Comment by andriamanitra

Comment by andriamanitra 11 hours ago

0 replies

> For example, there is nothing wrong with an programming language that only allows ASCII in the source code and many downsides to allowing non-ASCII characters outside string constants or comments.

That's a tradeoff you should carefully consider because there are also downsides to disallowing non-ASCII characters. The downsides of allowing non-ASCII mostly stem from assigning semantic significance to upper/lowercase (which is itself a tradeoff you should consider when designing a language). The other issue I can think of is homographs but it seems to be more of a theoretical concern than a problem you'd run into in practice.

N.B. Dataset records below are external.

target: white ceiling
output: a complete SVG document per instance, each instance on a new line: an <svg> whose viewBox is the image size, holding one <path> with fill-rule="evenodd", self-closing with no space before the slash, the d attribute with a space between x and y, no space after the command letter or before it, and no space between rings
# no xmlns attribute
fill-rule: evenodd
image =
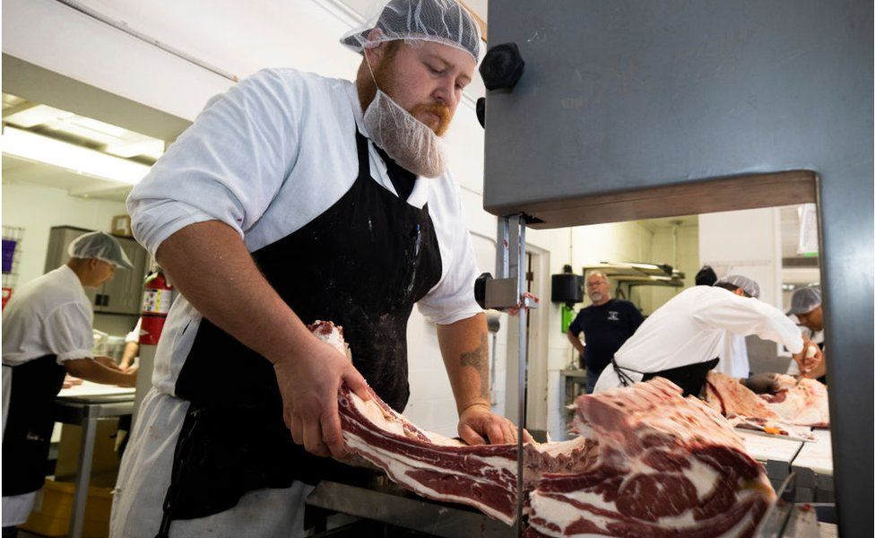
<svg viewBox="0 0 875 538"><path fill-rule="evenodd" d="M163 152L163 141L91 117L3 93L3 123L116 158L133 157L150 165ZM70 195L123 202L132 186L3 153L3 183L29 184L67 191Z"/></svg>
<svg viewBox="0 0 875 538"><path fill-rule="evenodd" d="M377 12L383 8L386 4L386 0L341 0L343 4L348 5L352 11L358 13L361 15L362 19L366 19L374 15L376 17ZM486 22L486 12L488 0L462 0L462 4L468 7L471 11L474 12L478 17Z"/></svg>
<svg viewBox="0 0 875 538"><path fill-rule="evenodd" d="M67 191L74 196L124 202L132 186L122 185L44 162L34 162L3 155L3 184L25 184L50 187Z"/></svg>

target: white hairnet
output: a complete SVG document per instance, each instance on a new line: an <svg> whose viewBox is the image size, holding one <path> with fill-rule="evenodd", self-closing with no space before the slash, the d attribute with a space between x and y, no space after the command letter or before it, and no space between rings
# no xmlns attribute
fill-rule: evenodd
<svg viewBox="0 0 875 538"><path fill-rule="evenodd" d="M741 274L730 274L718 280L716 282L715 282L715 285L720 283L732 284L738 288L741 288L744 290L744 292L750 297L759 299L759 284L758 284L757 282L752 278L748 278Z"/></svg>
<svg viewBox="0 0 875 538"><path fill-rule="evenodd" d="M820 306L822 299L817 288L800 288L793 291L790 299L790 311L787 314L808 314Z"/></svg>
<svg viewBox="0 0 875 538"><path fill-rule="evenodd" d="M370 30L378 36L368 38ZM365 24L341 39L356 52L368 45L395 39L433 41L463 50L478 60L480 28L455 0L391 0Z"/></svg>
<svg viewBox="0 0 875 538"><path fill-rule="evenodd" d="M67 254L71 257L97 258L122 269L134 268L116 238L105 231L92 231L79 236L70 243Z"/></svg>

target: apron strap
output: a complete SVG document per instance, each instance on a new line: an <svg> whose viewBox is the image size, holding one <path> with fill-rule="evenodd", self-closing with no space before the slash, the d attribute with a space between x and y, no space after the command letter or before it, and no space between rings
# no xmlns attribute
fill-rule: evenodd
<svg viewBox="0 0 875 538"><path fill-rule="evenodd" d="M619 382L623 384L623 386L631 386L635 385L635 379L629 377L628 372L635 372L636 374L642 374L637 370L634 370L630 368L621 368L617 364L617 359L615 357L611 358L611 364L614 367L614 371L617 372L617 377L619 377ZM644 375L644 374L643 374Z"/></svg>

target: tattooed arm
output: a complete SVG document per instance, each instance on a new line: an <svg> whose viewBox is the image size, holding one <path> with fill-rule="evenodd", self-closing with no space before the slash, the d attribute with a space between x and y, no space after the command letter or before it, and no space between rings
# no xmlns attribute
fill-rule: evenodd
<svg viewBox="0 0 875 538"><path fill-rule="evenodd" d="M472 445L515 443L516 427L493 414L486 317L438 325L438 342L459 412L459 436ZM528 437L526 438L529 438Z"/></svg>

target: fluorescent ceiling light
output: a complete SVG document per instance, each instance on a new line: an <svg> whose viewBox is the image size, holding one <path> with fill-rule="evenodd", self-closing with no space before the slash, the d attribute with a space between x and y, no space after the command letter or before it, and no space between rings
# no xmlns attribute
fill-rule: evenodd
<svg viewBox="0 0 875 538"><path fill-rule="evenodd" d="M11 114L3 118L3 121L11 123L19 127L30 128L48 121L65 119L75 116L73 112L66 112L58 108L53 108L46 105L35 105L30 108L25 108L14 114Z"/></svg>
<svg viewBox="0 0 875 538"><path fill-rule="evenodd" d="M9 126L3 128L2 144L3 152L14 157L128 185L138 183L151 168Z"/></svg>
<svg viewBox="0 0 875 538"><path fill-rule="evenodd" d="M119 157L129 158L144 155L157 160L164 154L164 141L143 137L131 142L108 144L103 151Z"/></svg>

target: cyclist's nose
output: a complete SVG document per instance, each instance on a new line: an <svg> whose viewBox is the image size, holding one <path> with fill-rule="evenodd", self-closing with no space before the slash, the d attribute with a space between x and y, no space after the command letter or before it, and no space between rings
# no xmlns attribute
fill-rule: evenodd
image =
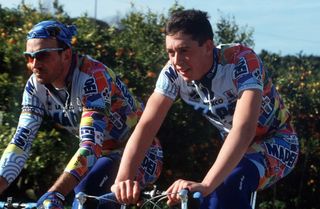
<svg viewBox="0 0 320 209"><path fill-rule="evenodd" d="M182 60L183 60L183 58L182 58L181 54L176 52L173 57L173 64L179 65L182 63Z"/></svg>

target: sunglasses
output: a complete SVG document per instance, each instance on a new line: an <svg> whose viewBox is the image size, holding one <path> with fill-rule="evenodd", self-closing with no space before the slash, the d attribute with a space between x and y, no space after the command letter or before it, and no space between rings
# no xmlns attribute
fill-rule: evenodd
<svg viewBox="0 0 320 209"><path fill-rule="evenodd" d="M43 61L46 58L50 56L50 52L53 51L63 51L64 48L45 48L45 49L40 49L35 52L23 52L24 56L27 59L27 62L33 62L34 59L37 59L38 61Z"/></svg>

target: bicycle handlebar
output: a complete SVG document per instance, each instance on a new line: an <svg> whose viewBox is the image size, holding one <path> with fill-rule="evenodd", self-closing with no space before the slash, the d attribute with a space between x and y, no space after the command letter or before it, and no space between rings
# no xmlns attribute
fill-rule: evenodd
<svg viewBox="0 0 320 209"><path fill-rule="evenodd" d="M143 206L147 203L151 203L153 205L157 205L159 201L163 200L167 197L167 193L163 191L159 191L157 189L153 189L151 191L143 191L141 193L141 199L144 200ZM200 192L190 193L189 190L183 189L179 192L179 196L181 199L181 209L187 209L188 208L188 201L189 199L195 199L196 201L193 201L193 207L192 208L199 208L200 204L203 200L202 194ZM114 193L106 193L101 196L91 196L87 195L83 192L79 192L76 194L76 199L79 201L79 209L83 209L84 204L89 200L89 204L94 204L95 207L98 207L99 205L107 204L110 202L118 203L116 196ZM154 202L156 201L156 202ZM87 202L87 203L88 203ZM196 202L196 203L195 203ZM118 203L119 204L119 203ZM91 207L92 208L92 205ZM126 205L121 205L122 209L126 208Z"/></svg>
<svg viewBox="0 0 320 209"><path fill-rule="evenodd" d="M0 209L37 209L37 203L12 203L12 202L0 202Z"/></svg>

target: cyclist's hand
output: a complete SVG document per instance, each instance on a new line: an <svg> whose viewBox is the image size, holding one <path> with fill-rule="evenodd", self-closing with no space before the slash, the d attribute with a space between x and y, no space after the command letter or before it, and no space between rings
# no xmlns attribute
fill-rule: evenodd
<svg viewBox="0 0 320 209"><path fill-rule="evenodd" d="M37 208L63 209L65 197L59 192L47 192L38 200Z"/></svg>
<svg viewBox="0 0 320 209"><path fill-rule="evenodd" d="M188 189L190 192L201 192L202 194L205 191L205 187L201 183L179 179L166 191L168 193L167 204L169 206L180 203L179 192L182 189Z"/></svg>
<svg viewBox="0 0 320 209"><path fill-rule="evenodd" d="M137 181L126 180L115 183L111 191L116 195L119 203L136 204L139 200L140 187Z"/></svg>

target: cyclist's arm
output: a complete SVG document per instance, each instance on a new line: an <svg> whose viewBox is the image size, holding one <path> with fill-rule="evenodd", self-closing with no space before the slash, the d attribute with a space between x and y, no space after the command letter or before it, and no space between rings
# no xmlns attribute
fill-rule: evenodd
<svg viewBox="0 0 320 209"><path fill-rule="evenodd" d="M115 185L119 182L134 179L136 170L172 103L172 99L157 92L150 96L146 108L125 147ZM119 190L113 189L113 192L117 194ZM117 198L119 197L118 195Z"/></svg>
<svg viewBox="0 0 320 209"><path fill-rule="evenodd" d="M100 115L100 116L99 116ZM99 119L94 119L99 118ZM64 172L49 191L58 191L64 196L76 187L79 181L89 172L96 160L101 156L103 130L106 126L104 113L84 110L80 122L80 146L69 161ZM100 136L100 139L97 139Z"/></svg>
<svg viewBox="0 0 320 209"><path fill-rule="evenodd" d="M225 139L215 163L202 181L202 184L207 188L202 191L204 195L214 191L246 153L255 136L261 101L262 92L260 90L244 90L242 92L233 116L232 129Z"/></svg>
<svg viewBox="0 0 320 209"><path fill-rule="evenodd" d="M18 126L0 160L0 194L17 178L29 157L32 141L42 123L44 106L37 88L28 80L22 99Z"/></svg>

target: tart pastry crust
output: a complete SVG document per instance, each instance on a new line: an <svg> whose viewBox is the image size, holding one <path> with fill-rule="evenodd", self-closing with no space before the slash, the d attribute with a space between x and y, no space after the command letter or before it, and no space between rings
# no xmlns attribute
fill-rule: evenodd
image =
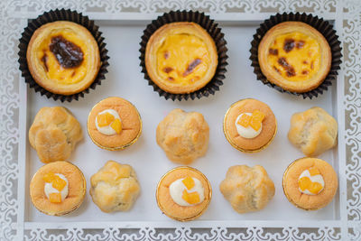
<svg viewBox="0 0 361 241"><path fill-rule="evenodd" d="M88 88L100 68L99 49L83 26L68 21L37 29L26 52L29 70L40 86L60 95Z"/></svg>
<svg viewBox="0 0 361 241"><path fill-rule="evenodd" d="M271 28L258 46L258 60L267 79L285 90L304 93L319 87L331 67L324 36L301 22Z"/></svg>
<svg viewBox="0 0 361 241"><path fill-rule="evenodd" d="M145 49L151 79L172 94L194 92L213 78L218 63L216 44L195 23L177 22L159 28Z"/></svg>

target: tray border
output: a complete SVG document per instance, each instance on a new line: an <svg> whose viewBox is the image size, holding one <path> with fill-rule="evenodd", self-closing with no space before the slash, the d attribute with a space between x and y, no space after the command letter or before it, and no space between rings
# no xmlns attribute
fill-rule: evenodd
<svg viewBox="0 0 361 241"><path fill-rule="evenodd" d="M352 0L169 0L169 1L87 1L87 0L15 0L0 3L0 88L1 145L4 153L0 162L0 239L4 240L98 240L98 239L204 239L204 240L276 240L293 239L361 239L361 4ZM344 60L337 81L339 126L338 152L340 185L340 219L336 221L247 221L211 222L209 227L194 223L174 227L167 222L107 222L98 226L90 223L47 224L24 222L24 183L20 173L25 171L27 87L18 74L17 43L27 19L56 7L82 12L95 20L152 20L162 12L193 9L207 12L218 21L262 21L277 12L306 11L329 20L335 20L335 28L343 44ZM97 11L96 11L97 10ZM344 161L344 162L342 162ZM23 197L23 198L22 198Z"/></svg>

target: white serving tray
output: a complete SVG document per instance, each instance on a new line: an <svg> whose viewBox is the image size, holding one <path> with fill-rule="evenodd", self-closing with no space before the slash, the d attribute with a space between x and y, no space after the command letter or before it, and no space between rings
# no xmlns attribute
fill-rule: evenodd
<svg viewBox="0 0 361 241"><path fill-rule="evenodd" d="M13 91L17 95L17 98L15 97L14 100L8 97L11 96L10 90L2 92L3 98L9 99L3 106L4 110L9 115L13 115L12 118L18 119L18 121L13 121L15 127L7 124L4 125L4 130L14 129L16 131L14 134L4 135L6 142L5 142L5 145L2 145L2 151L6 152L4 150L8 149L6 148L9 146L8 139L6 139L8 136L15 140L14 143L17 147L10 154L6 153L5 162L1 162L2 170L5 171L3 171L4 173L2 172L4 175L2 175L0 183L5 190L4 193L10 194L5 195L5 198L0 197L2 204L4 203L2 207L5 207L3 208L4 215L0 216L0 220L4 219L5 224L9 224L7 229L4 228L4 231L0 232L0 239L1 237L5 240L24 237L30 240L198 240L199 238L204 240L233 240L235 238L303 240L306 238L340 239L342 237L342 240L347 238L357 240L358 230L361 230L358 229L359 223L357 222L359 220L357 218L360 218L357 216L360 213L360 208L356 201L350 202L347 199L348 187L347 180L352 181L355 177L356 181L360 180L360 174L356 172L361 164L358 162L352 166L356 165L356 168L353 169L356 171L347 169L346 157L347 154L354 157L353 152L357 152L353 150L351 153L349 153L350 152L347 153L347 135L350 135L352 139L359 134L360 128L356 127L356 131L354 136L352 133L347 132L347 127L345 125L355 123L354 119L350 120L350 124L345 122L345 117L348 120L347 111L352 112L354 109L348 107L349 106L346 103L347 101L351 102L351 100L346 99L347 92L344 81L347 75L345 74L345 69L338 72L338 81L334 81L328 91L312 100L282 94L270 88L256 80L248 58L253 34L255 33L261 21L268 18L273 13L263 12L255 6L251 7L252 11L248 9L245 13L231 11L226 13L225 9L228 10L231 6L217 5L214 8L210 8L210 15L220 23L227 42L227 55L229 56L227 60L229 65L224 86L214 96L201 99L180 102L165 100L147 85L147 81L141 73L138 59L139 42L146 24L157 15L162 14L162 13L156 13L156 10L158 11L164 5L174 9L178 8L176 7L178 5L172 5L171 3L169 5L158 3L158 5L147 4L145 8L142 8L143 6L142 3L139 2L137 5L135 3L130 4L129 2L127 7L141 6L140 10L134 10L131 13L125 10L123 12L125 13L122 13L121 10L113 10L113 7L119 6L120 4L117 2L114 2L112 5L106 3L101 4L101 1L95 1L88 5L86 2L68 2L65 5L59 3L53 4L51 7L52 9L61 6L73 7L86 15L89 15L91 19L95 19L96 23L100 26L100 31L106 38L106 48L109 51L110 66L108 67L109 73L106 75L103 84L97 87L95 91L90 91L79 101L60 103L41 97L40 94L34 93L33 89L26 87L23 78L19 77L19 71L14 63L11 63L11 67L6 67L6 64L3 65L5 70L7 68L5 77L11 76L10 79L19 81L19 84L13 84L15 89ZM211 1L207 3L212 5ZM247 6L248 2L242 3ZM197 4L185 2L184 5L192 9L202 9L202 6ZM252 5L252 3L250 5ZM335 6L337 11L331 10L329 5ZM325 10L319 11L315 8L315 12L309 12L332 21L341 40L344 40L347 34L352 35L349 27L343 28L341 23L343 20L339 15L339 11L342 11L339 10L341 6L337 3L329 5L322 5L322 9ZM343 5L346 6L347 3ZM32 5L35 5L36 10L31 8ZM120 5L125 7L123 5ZM29 8L26 8L27 6ZM232 5L236 9L240 9L242 6L245 5ZM277 4L274 5L267 4L265 6L276 7L278 12L288 10L282 8L282 5L278 6ZM6 23L12 27L15 26L14 35L6 33L13 37L3 40L7 43L16 41L22 28L27 24L27 19L33 18L43 11L49 10L45 3L36 2L35 4L32 1L23 4L13 3L6 7L8 14ZM167 9L169 10L169 8ZM301 7L295 6L291 10L295 12L299 9ZM14 25L12 20L17 23L17 25ZM14 45L13 46L14 50L12 54L16 52L16 44L13 45ZM348 59L346 61L353 63ZM350 66L352 65L348 65L347 68L351 70ZM349 88L352 87L347 86ZM359 87L356 86L355 88L359 91ZM355 99L357 99L357 96L359 97L360 95L358 92ZM86 129L87 117L91 107L99 100L111 96L125 97L134 104L143 120L143 133L139 140L125 150L118 152L106 151L96 146L88 136ZM235 101L245 97L257 98L268 104L278 121L278 133L273 144L257 153L238 152L227 143L222 131L224 114L228 107ZM11 104L12 101L15 101L17 104L14 107ZM355 105L357 107L356 103ZM63 217L51 217L37 211L30 200L28 188L32 174L42 165L42 162L39 161L36 152L30 146L27 132L37 111L42 107L53 106L63 106L71 110L80 122L85 137L77 145L70 161L80 168L86 177L88 184L86 199L79 209ZM294 148L287 139L291 116L314 106L323 107L338 121L338 147L326 152L319 157L327 160L337 171L339 177L339 190L334 200L326 208L317 211L304 211L288 202L282 192L282 177L288 164L303 156L301 152ZM208 178L213 189L213 198L208 210L199 219L188 223L180 223L170 219L161 212L155 200L155 188L159 179L168 170L178 166L170 162L162 150L156 144L155 128L167 113L177 107L186 111L202 113L210 127L208 151L206 156L196 160L191 166L201 171ZM15 111L13 111L13 108L15 108ZM356 122L357 123L357 121ZM11 141L10 144L12 144ZM6 161L7 155L15 160ZM10 160L12 159L10 158ZM92 202L88 194L90 176L108 160L132 165L138 175L142 189L141 195L134 207L128 212L103 213ZM249 166L260 164L265 168L274 181L276 188L274 198L264 209L240 215L232 209L219 192L218 185L225 178L227 170L236 164ZM353 174L352 171L356 174ZM13 184L12 180L15 181L15 184ZM351 190L352 200L356 199L355 197L357 197L357 191L355 190L356 190L356 187L354 190ZM13 194L14 197L11 193L14 193ZM10 206L9 203L14 205L6 208ZM351 209L352 213L348 213L347 216L347 210ZM9 216L16 217L16 218L13 218L14 219L13 221L10 218L11 221L8 221Z"/></svg>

When I first learned programming I used my native language (Finnish, which uses 3 non-ASCII letters: åäö) not only for strings and comments but also identifiers. Back then UTF-8 was not yet universally adopted (ISO 8859-1 character set was still relatively common) so I occasionally encountered issues that I had no means to understand at the time. As programming is being taught to younger and younger audiences it's not reasonable to expect kids from (insert your favorite non-English speaking country) to know enough English to use it for naming. Naming and, to an extent, thinking in English requires a vocabulary orders of magnitude larger than knowing the keywords.

By restricting source code to ASCII only you also lose the ability to use domain-specific notation like mathematical symbols/operators and Greek letters. For example in Julia you may use some mathematical operators (eg. ÷ for Euclidean division, ⊻ for exclusive or, ∈/∉/∋ for checking set membership) and I find it really makes code more pleasant to read.